The most impressive aspect of Bean One's music is its maturity; you won't find a hint of amateurism in any of the tracks he has produced for local and national acts. His art stands as the best that money can buy anywhere in the United States, and he has achieved this high standard by simply working hard. "Since '98," he explains, "I have been in the basement, really. I don't go to any clubs; I don't go to any shows. I just make music. That is really all I do."

charles@thestranger.com

Bean One's Top Five Productions

1. Silent Lambs Project, "I Like," Soul Liquor

"I Like" is one of the greatest works of hiphop that this city, or this region, has ever produced. Indeed, the whole album, Soul Liquor, which has several contributions by Bean One, is a social document of the first order.

2. Byrdie, "Wanted," N Flight

"Wanted" is one of the few (if not only) recent local rap songs to be played with something close to regularity on KUBE, Seattle's mainstream "urban music" radio station. The track features a Reggie Watts, and is definitely soulful (in the musical sense) and emotional (in the sense of Byrdie's raps).
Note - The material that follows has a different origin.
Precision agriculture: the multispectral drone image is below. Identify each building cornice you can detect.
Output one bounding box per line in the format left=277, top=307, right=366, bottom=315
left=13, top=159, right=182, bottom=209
3. Beyond Reality, "Soul's Journey," Soul's Journey

Featuring Felicia Loud, Soul's Journey is the kind of record that Lauryn Hill would love to make but just hasn't got enough talent to do it.

4. Grayskul, "Bombs and Chemicals," Deadlivers

"Bombs and Chemicals," Bean One's sole contribution to Grayskul's Deadlivers album (which comes out mid-February and is destined to be a Northwest hiphop masterpiece) is at once nightmarish and funky.

5. Bean One, "Intro," (Black Album Remixes)

The passion and wild beauty of the opening track on Bean One's remixes of Jay-Z's Black Album recalls and improves on the passion and wild beauty of DJ Shadows' Endtroducing (local record store Platinum has copies of Bean's gem).